This document outlines Dragonfly process for planning and scheduling releases, so you can familiarize yourself with the flow of work from opening an issue to seeing it published in a release. We aim to ship updates to production approximately every 6 months, to ensure a continuous flow of improvements to our users.
All release artifacts must follow Semantic Versioning. Each release milestone increments the minor version. In exceptional cases, the major version can be increased too.
We organize releases in two ways - marketing and milestones:
- Marketing releases are what we use to represent stable version.
- for example: v2.1, v2.2, etc.
- Milestones are used to track issues and pull requests associated with an upcoming release, and can be followed on GitHub
- for example: v2.1.x, v2.1.0-alpha.x, v2.1.0-beta.x, etc.

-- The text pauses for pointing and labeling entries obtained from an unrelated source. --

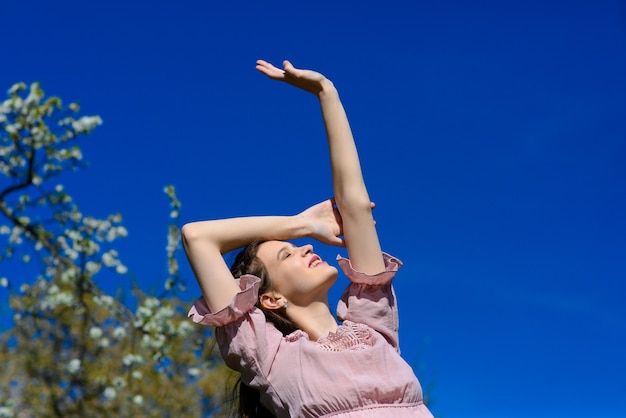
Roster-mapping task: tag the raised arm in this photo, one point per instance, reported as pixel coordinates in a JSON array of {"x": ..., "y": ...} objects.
[
  {"x": 352, "y": 199},
  {"x": 205, "y": 242}
]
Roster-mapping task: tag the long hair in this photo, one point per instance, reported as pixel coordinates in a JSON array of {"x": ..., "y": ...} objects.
[{"x": 247, "y": 262}]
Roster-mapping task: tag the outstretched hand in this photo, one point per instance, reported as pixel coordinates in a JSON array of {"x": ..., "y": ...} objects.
[{"x": 307, "y": 80}]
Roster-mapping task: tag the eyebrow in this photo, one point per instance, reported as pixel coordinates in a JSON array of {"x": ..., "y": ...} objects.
[{"x": 283, "y": 249}]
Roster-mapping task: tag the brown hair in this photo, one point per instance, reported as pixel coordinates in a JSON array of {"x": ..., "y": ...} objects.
[{"x": 247, "y": 262}]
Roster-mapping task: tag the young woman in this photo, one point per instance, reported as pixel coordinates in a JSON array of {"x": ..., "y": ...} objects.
[{"x": 271, "y": 312}]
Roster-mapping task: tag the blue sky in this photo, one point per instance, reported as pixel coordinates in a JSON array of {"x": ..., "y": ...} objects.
[{"x": 492, "y": 137}]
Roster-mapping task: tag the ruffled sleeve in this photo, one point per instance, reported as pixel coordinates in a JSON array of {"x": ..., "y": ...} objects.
[
  {"x": 243, "y": 302},
  {"x": 247, "y": 342},
  {"x": 370, "y": 298}
]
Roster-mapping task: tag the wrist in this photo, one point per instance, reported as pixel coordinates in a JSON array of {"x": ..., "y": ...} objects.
[
  {"x": 327, "y": 90},
  {"x": 301, "y": 225}
]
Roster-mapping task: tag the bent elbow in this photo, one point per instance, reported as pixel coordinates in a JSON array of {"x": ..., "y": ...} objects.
[{"x": 190, "y": 232}]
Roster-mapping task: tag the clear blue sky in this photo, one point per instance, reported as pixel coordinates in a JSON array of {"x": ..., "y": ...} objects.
[{"x": 492, "y": 136}]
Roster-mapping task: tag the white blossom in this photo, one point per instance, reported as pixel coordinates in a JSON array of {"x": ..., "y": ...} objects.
[
  {"x": 110, "y": 393},
  {"x": 95, "y": 332},
  {"x": 92, "y": 267},
  {"x": 86, "y": 123},
  {"x": 119, "y": 332},
  {"x": 130, "y": 359},
  {"x": 16, "y": 87},
  {"x": 119, "y": 382},
  {"x": 73, "y": 366}
]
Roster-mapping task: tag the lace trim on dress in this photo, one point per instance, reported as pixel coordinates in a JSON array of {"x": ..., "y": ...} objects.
[{"x": 349, "y": 336}]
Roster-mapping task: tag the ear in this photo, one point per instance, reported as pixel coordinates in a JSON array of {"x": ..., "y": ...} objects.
[{"x": 272, "y": 300}]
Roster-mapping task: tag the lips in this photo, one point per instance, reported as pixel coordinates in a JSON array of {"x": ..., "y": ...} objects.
[{"x": 315, "y": 261}]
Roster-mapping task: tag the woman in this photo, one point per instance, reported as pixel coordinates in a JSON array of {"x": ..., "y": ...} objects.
[{"x": 274, "y": 325}]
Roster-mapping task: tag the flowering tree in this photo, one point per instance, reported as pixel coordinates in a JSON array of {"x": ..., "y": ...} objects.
[{"x": 73, "y": 350}]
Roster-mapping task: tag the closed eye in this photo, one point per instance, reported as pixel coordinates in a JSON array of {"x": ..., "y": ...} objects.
[{"x": 285, "y": 252}]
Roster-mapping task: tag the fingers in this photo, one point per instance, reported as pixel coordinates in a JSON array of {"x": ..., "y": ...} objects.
[{"x": 270, "y": 70}]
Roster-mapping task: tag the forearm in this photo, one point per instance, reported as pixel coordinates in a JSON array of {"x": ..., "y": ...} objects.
[
  {"x": 205, "y": 243},
  {"x": 351, "y": 195},
  {"x": 229, "y": 234},
  {"x": 348, "y": 184}
]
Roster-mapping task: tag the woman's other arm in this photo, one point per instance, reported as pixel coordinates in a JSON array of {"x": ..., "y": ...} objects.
[
  {"x": 351, "y": 196},
  {"x": 205, "y": 242}
]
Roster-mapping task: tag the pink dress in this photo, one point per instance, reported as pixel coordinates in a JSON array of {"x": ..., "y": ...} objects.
[{"x": 356, "y": 372}]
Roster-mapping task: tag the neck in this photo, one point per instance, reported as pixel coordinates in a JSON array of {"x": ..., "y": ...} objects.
[{"x": 315, "y": 319}]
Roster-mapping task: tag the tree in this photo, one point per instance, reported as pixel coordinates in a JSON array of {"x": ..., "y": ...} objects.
[{"x": 73, "y": 350}]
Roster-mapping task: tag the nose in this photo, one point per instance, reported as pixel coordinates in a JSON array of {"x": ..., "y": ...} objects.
[{"x": 306, "y": 249}]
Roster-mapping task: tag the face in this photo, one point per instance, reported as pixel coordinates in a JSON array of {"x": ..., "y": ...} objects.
[{"x": 298, "y": 274}]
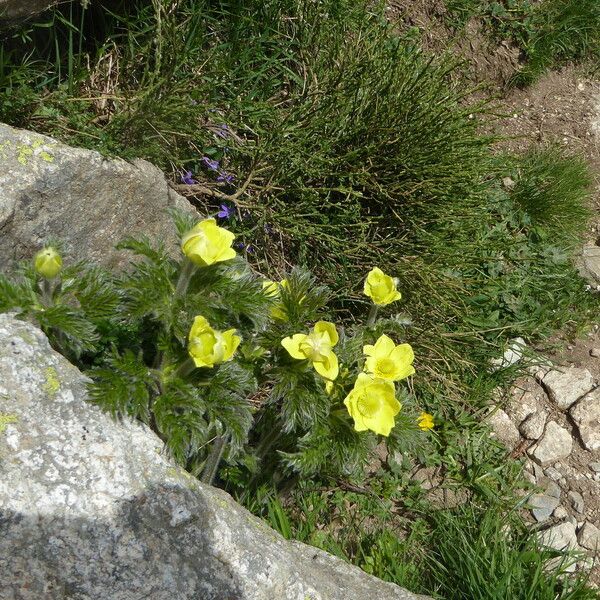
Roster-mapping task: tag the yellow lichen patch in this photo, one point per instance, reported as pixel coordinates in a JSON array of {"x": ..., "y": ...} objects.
[
  {"x": 52, "y": 384},
  {"x": 24, "y": 152},
  {"x": 6, "y": 419},
  {"x": 3, "y": 147},
  {"x": 35, "y": 150}
]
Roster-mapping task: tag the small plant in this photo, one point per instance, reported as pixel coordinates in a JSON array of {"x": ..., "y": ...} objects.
[{"x": 208, "y": 354}]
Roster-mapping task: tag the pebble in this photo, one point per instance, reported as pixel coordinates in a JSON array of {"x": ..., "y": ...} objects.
[
  {"x": 543, "y": 506},
  {"x": 556, "y": 444},
  {"x": 589, "y": 536},
  {"x": 567, "y": 385},
  {"x": 533, "y": 427},
  {"x": 553, "y": 474},
  {"x": 560, "y": 537},
  {"x": 504, "y": 429},
  {"x": 586, "y": 414},
  {"x": 576, "y": 501},
  {"x": 561, "y": 513}
]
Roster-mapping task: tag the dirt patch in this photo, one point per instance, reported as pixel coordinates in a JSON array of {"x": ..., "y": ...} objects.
[{"x": 486, "y": 62}]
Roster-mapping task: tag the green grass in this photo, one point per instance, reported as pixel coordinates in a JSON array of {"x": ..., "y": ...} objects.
[
  {"x": 472, "y": 552},
  {"x": 553, "y": 191},
  {"x": 353, "y": 149}
]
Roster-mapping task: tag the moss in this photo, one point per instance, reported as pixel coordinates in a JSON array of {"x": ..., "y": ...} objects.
[
  {"x": 7, "y": 419},
  {"x": 52, "y": 384}
]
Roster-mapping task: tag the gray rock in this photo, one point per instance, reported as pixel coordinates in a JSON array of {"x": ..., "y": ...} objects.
[
  {"x": 560, "y": 537},
  {"x": 552, "y": 489},
  {"x": 92, "y": 508},
  {"x": 589, "y": 263},
  {"x": 576, "y": 501},
  {"x": 543, "y": 506},
  {"x": 553, "y": 473},
  {"x": 565, "y": 385},
  {"x": 589, "y": 536},
  {"x": 503, "y": 428},
  {"x": 90, "y": 203},
  {"x": 525, "y": 400},
  {"x": 586, "y": 415},
  {"x": 17, "y": 10},
  {"x": 560, "y": 513},
  {"x": 533, "y": 427},
  {"x": 511, "y": 356},
  {"x": 555, "y": 445},
  {"x": 427, "y": 477}
]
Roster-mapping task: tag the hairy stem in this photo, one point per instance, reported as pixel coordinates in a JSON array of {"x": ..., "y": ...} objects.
[{"x": 372, "y": 315}]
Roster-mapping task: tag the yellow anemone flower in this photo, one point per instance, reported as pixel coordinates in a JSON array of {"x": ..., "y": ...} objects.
[
  {"x": 381, "y": 288},
  {"x": 425, "y": 421},
  {"x": 47, "y": 263},
  {"x": 388, "y": 361},
  {"x": 316, "y": 347},
  {"x": 372, "y": 404},
  {"x": 208, "y": 347},
  {"x": 207, "y": 243}
]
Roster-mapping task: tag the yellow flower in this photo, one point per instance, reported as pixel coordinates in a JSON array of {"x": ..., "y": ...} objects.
[
  {"x": 48, "y": 263},
  {"x": 207, "y": 243},
  {"x": 425, "y": 421},
  {"x": 388, "y": 361},
  {"x": 381, "y": 288},
  {"x": 207, "y": 347},
  {"x": 372, "y": 404},
  {"x": 316, "y": 347}
]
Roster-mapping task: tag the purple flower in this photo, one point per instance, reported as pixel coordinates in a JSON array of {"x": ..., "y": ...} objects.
[
  {"x": 211, "y": 164},
  {"x": 225, "y": 212},
  {"x": 222, "y": 131},
  {"x": 188, "y": 179},
  {"x": 225, "y": 177}
]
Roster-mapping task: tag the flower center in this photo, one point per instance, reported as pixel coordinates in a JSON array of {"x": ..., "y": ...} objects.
[
  {"x": 315, "y": 347},
  {"x": 386, "y": 366},
  {"x": 368, "y": 406}
]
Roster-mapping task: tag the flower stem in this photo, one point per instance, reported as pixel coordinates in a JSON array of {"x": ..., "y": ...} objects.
[
  {"x": 187, "y": 270},
  {"x": 214, "y": 458},
  {"x": 372, "y": 315}
]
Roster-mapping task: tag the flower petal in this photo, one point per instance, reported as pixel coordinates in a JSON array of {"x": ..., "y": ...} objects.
[
  {"x": 329, "y": 329},
  {"x": 384, "y": 346},
  {"x": 292, "y": 345},
  {"x": 327, "y": 368}
]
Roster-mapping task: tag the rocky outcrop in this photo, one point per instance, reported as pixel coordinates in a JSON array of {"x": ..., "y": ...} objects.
[
  {"x": 92, "y": 509},
  {"x": 556, "y": 411},
  {"x": 17, "y": 10},
  {"x": 51, "y": 191}
]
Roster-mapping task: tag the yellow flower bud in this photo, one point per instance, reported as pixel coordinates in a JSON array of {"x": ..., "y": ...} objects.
[
  {"x": 316, "y": 347},
  {"x": 207, "y": 243},
  {"x": 388, "y": 361},
  {"x": 208, "y": 347},
  {"x": 372, "y": 404},
  {"x": 425, "y": 421},
  {"x": 381, "y": 288},
  {"x": 48, "y": 263}
]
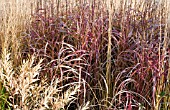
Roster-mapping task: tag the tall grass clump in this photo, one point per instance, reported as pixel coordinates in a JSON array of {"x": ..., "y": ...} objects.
[{"x": 97, "y": 55}]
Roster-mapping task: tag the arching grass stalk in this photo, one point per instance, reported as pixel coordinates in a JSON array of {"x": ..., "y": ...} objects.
[{"x": 108, "y": 65}]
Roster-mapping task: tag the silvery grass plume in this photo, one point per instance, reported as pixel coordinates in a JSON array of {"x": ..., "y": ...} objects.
[{"x": 27, "y": 91}]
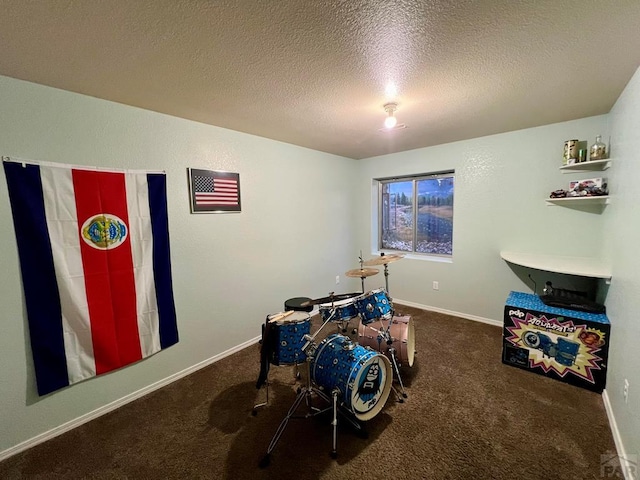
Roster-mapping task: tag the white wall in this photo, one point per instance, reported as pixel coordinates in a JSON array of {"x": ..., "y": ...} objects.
[
  {"x": 501, "y": 183},
  {"x": 622, "y": 238},
  {"x": 292, "y": 238}
]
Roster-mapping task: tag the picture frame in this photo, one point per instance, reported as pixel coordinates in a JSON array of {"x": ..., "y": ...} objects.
[{"x": 214, "y": 191}]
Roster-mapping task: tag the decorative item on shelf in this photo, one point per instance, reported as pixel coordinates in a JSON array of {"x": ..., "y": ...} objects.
[
  {"x": 598, "y": 150},
  {"x": 558, "y": 194},
  {"x": 582, "y": 155},
  {"x": 570, "y": 152},
  {"x": 589, "y": 187}
]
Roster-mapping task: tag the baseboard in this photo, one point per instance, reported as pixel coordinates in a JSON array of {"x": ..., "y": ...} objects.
[
  {"x": 87, "y": 417},
  {"x": 627, "y": 468},
  {"x": 490, "y": 321}
]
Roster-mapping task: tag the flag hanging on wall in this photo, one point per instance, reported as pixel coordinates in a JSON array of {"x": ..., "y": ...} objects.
[{"x": 96, "y": 271}]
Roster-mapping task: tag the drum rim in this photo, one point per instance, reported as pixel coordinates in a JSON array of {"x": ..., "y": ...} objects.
[
  {"x": 340, "y": 303},
  {"x": 289, "y": 318}
]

Hotfixes should also be applied directly into each of the impacted release branches. Then, the fix can be merged back into master (or main) branch or cherry-picked.
The Dragonfly project maintains a dynamic development cycle, addressing both existing feature bugs and implementing new functionalities. Each release follows a structured 26-week (6-month) timeline, divided into three key phases:
- Feature definition (~ 4 weeks)
- Feature implementation (~ 18 weeks)
- Stabilization and release (~ 4 weeks)
Given the complexity of significant features, their full integration often spans multiple release cycles. As a release nears completion, it's not uncommon for complex features to be rescheduled for the subsequent milestone. This approach ensures each feature meets the rigorous requirements of the project's feature lifecycle, maintaining the high quality standards of the Dragonfly project.
Dragonfly Maintainers from different companies take turns to prepare key information such as release notes.
The release team has the responsibility of enforcing processes to ensure the release is successfully delivered. The release team consists of the following roles:
- Release manager. This role oversees enforcing the processes for a release and ensuring communication to all contributors and community on the ongoing status of the release. For each release, one release manager is selected from each participating company.